If the chicken plant is contributing to such an occurrence, it would affect everyone, regardless of politics, advocates say. An algae-choked waterway with little to no healthy fish isn't just terrible thing to environmentalists; it also hurts the local economy, given the tens of thousands of people who visit the river to paddle, dive and fish.
“The Suwannee River is one of Florida’s jewels,” said Whitey Markle, a longtime member of the Sierra Club of Suwannee-St. John’s leg, in a written statement. “It is essential that we preserve this valuable river for the enjoyment of all Florida citizens and visitors to the Sunshine State.”

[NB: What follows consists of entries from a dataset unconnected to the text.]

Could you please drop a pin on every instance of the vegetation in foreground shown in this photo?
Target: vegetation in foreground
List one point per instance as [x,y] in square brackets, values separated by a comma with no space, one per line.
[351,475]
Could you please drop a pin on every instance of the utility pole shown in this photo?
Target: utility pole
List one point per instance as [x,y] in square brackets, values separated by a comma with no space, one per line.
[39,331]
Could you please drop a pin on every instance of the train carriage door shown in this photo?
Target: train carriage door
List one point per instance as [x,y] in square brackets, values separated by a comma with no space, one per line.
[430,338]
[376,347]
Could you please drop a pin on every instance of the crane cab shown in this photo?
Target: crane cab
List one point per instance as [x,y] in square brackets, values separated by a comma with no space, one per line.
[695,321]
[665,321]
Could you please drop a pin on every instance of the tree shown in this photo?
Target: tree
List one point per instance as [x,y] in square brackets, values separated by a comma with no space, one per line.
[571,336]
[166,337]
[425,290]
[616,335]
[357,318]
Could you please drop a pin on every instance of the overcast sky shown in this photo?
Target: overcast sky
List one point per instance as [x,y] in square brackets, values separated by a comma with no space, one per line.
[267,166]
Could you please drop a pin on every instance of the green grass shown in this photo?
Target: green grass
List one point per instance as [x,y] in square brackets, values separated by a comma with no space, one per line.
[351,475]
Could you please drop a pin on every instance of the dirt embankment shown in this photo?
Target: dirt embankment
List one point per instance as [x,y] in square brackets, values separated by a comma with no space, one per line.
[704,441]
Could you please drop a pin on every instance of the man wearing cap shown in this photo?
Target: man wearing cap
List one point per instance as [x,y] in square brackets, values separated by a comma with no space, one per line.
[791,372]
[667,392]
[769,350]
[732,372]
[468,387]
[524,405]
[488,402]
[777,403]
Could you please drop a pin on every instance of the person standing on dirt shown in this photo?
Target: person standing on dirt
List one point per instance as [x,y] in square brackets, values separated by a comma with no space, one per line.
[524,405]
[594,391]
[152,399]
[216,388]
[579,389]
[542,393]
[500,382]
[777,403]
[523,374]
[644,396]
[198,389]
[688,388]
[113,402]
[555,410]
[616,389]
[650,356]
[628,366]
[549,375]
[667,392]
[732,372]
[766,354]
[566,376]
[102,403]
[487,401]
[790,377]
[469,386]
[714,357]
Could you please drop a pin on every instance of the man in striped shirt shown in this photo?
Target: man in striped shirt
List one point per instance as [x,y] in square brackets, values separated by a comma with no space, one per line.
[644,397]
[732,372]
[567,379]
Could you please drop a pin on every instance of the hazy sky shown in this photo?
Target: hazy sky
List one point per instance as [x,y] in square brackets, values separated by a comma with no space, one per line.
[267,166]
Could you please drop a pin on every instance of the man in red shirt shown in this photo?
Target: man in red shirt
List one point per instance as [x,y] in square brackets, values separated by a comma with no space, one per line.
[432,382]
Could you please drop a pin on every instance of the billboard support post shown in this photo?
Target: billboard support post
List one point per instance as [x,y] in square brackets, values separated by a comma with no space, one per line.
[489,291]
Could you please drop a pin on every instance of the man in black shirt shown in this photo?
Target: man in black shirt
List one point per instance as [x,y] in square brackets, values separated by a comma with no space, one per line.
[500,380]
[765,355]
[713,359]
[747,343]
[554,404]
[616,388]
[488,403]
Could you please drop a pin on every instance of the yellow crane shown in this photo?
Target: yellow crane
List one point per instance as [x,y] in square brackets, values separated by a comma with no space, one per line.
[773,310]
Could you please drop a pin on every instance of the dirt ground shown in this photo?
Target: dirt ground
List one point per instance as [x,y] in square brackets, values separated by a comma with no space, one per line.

A spokesperson for Pilgrim's Pride told the Jacksonville Times-Union that the suit was concerning, but baseless and that "corrective measures were identified and implemented" to curb past pollution problems.
If the lawsuit finds Pilgrim's Pride Live Oak plant is found to be in violation, Rubiello said, the company would likely be forced to comply with clean water rules, and could face a penalty of up to $100 million.
Rubiello said cases like this underscore the need for clean water protections, given how eager the Drumpf administration seems to be to do away with environmental regulations like the Clean Water Act, which she calls a "bedrock environmental law" in the U.S.
"In the '70s, rivers were lighting on fire," Rubiello said. "We don't want to go back to that."